Maya Forstater, the tax consultant who lost her job two years ago for saying that men could not become women, is expected to be sentenced in the appeal process. Forstater insisted that his opinions were derived from 'material reality'.
Brilliant researcher in the field of tax evasion, two years ago the woman's contract was not renewed by the London office of the Centre for Global Development on charges of using 'offensive and exclusionary' language on social media, having tweeted his concerns about government proposals to allow people to freely self-certify as being of the opposite sex (self-id). JK Rowling was later labelled transphobic precisely because she supported Forstater.
Recently, the British government has definitively ended self-id.and therefore renounce those proposals.
Yesterday Forstater took his case to an appeal courtwhere he stated that the concern about children 'encouraged' to change sex at an early age prompted her to make her first comments on Twitter. At the opening of the hearing, Forstater's lawyer reiterated his opinion that biological sex is 'real, important, immutable and not to be confused with gender identity'.
At the appeal tribunal, Forstater's legal team stated: "The Orwellian label is sometimes used too casually, but here it is justified". And he described the approach of the court of first instance as "re-enactment of the journalistic language of the Ministry of Truth: even the words must be purged of undesirable meanings along with the associated ideas'.
Forstater told the appeals court that the implications of the judgment that had shaped his dismissal were "profound": "When important and widely shared convictions are deemed unspeakable in a cultural and political debate, something is clearly going wrong.

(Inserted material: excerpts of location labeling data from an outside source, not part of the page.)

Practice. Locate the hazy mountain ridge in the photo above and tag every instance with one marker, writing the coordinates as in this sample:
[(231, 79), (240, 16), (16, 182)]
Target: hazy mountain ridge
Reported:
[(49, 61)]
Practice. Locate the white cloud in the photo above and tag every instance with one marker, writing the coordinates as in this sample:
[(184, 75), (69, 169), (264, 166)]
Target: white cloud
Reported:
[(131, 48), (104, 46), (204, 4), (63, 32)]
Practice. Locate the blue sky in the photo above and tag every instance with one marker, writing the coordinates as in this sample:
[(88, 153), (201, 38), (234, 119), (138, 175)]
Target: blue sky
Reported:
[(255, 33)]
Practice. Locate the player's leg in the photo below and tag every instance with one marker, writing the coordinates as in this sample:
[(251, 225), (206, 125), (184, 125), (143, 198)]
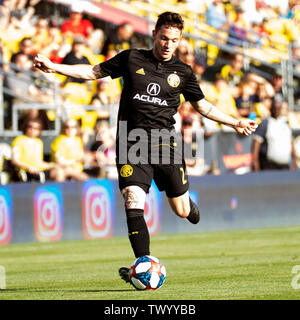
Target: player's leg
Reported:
[(174, 181), (184, 207), (134, 197)]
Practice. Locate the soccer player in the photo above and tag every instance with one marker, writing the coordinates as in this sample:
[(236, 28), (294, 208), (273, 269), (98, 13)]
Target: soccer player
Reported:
[(153, 82)]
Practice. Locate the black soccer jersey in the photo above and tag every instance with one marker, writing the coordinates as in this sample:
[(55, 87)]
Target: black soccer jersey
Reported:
[(152, 88)]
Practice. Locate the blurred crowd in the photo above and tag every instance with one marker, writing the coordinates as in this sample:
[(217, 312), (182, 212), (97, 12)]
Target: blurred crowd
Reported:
[(85, 146)]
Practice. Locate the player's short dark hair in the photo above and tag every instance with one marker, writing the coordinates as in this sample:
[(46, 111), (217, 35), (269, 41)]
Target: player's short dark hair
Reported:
[(172, 19), (29, 120)]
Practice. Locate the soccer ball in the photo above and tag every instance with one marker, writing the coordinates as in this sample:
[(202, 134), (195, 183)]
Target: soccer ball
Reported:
[(147, 273)]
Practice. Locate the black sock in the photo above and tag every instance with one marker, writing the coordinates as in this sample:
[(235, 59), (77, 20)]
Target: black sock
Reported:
[(194, 216), (138, 232)]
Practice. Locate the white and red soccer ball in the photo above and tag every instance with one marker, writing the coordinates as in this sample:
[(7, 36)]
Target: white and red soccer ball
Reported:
[(147, 273)]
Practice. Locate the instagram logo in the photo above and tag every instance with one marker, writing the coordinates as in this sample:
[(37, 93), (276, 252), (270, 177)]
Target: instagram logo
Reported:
[(48, 214), (97, 209), (5, 217), (153, 210)]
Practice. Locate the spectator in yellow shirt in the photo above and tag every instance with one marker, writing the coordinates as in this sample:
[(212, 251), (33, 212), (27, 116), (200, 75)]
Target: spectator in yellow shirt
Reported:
[(68, 153), (27, 153)]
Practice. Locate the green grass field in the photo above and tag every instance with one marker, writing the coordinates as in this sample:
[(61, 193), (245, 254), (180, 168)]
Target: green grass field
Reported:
[(242, 264)]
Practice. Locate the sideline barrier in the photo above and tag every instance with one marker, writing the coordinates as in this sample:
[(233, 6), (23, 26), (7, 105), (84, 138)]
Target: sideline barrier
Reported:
[(32, 212)]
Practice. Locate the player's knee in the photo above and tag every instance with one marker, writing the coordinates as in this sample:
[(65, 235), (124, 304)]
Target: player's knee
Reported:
[(134, 197), (182, 209)]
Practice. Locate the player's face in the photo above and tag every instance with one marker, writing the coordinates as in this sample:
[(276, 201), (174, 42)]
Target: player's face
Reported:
[(166, 41)]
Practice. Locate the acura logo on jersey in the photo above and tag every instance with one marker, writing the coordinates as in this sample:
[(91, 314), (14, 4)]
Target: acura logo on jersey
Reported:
[(153, 89)]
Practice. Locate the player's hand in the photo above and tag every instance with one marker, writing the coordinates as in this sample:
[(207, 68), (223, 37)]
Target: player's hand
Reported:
[(246, 127), (43, 63)]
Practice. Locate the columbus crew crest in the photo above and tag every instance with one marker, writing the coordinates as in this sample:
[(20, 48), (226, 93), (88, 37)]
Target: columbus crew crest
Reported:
[(173, 80), (126, 171)]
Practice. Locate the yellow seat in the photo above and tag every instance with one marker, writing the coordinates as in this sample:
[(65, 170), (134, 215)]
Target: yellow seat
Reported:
[(88, 120)]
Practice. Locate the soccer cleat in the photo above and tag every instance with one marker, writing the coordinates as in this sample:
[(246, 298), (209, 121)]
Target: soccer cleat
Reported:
[(194, 216), (124, 274)]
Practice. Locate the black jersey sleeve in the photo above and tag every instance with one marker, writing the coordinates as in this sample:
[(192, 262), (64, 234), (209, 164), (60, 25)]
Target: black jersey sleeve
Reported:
[(116, 66), (192, 90)]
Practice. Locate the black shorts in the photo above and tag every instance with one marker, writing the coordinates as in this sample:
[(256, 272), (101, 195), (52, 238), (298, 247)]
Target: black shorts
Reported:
[(170, 178)]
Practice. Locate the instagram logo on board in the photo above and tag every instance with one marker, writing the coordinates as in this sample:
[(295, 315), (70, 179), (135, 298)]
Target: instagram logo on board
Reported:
[(48, 213), (5, 217), (98, 211)]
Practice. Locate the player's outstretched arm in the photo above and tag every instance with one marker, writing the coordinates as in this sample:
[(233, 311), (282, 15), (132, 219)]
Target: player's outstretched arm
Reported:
[(81, 71), (244, 126)]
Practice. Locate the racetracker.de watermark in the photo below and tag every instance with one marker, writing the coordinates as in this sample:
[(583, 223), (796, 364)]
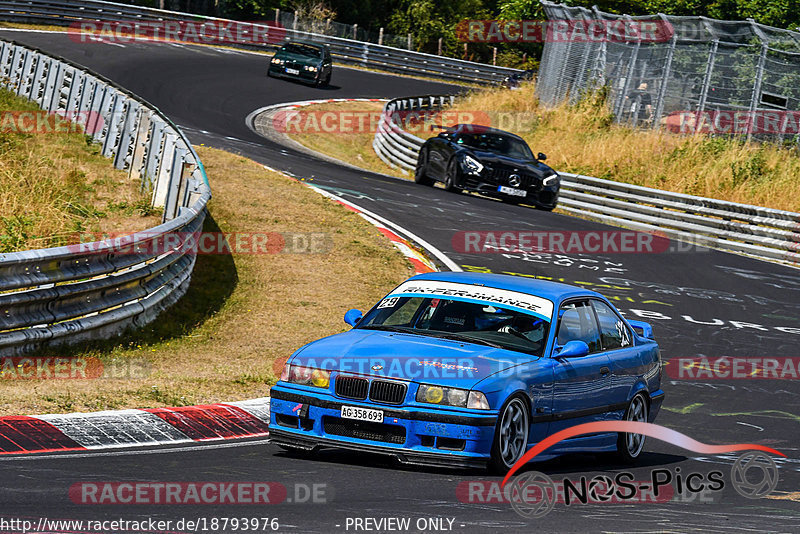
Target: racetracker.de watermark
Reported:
[(71, 368), (43, 122), (733, 368), (564, 31), (359, 121), (564, 242), (203, 243), (201, 492), (210, 32), (734, 122)]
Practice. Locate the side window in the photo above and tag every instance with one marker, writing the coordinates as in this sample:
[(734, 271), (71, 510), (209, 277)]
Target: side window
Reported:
[(576, 322), (613, 332)]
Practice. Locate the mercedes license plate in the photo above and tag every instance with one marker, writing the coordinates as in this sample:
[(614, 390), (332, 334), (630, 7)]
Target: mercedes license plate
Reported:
[(512, 191)]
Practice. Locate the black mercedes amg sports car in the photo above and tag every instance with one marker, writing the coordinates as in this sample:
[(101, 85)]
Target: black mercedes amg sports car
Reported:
[(489, 161)]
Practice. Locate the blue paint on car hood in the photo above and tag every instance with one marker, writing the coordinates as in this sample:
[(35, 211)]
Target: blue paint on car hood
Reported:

The court of first instance had ruled that Forstater's views did not qualify for protection under section ten of the Equality Act 2010, a provision that protects philosophical beliefs. Judge Tayler said the woman did not have the right to ignore the legal rights of a transgender person and "the enormous pain that can be caused by a person with bad intentions".
Ben Cooper QC, who now represents Forstater, said that his opinions were "based on fundamental scientific facts". He said that "ignoring them or pretending they are not true is detrimental to an honest, just and fair society, and in particular compromises the defence of women's rights. These beliefs do not imply any moral judgement and do not deny the rights or status of trans people or their protection from discrimination.
here the article by The Times (translation by Marina Terragni)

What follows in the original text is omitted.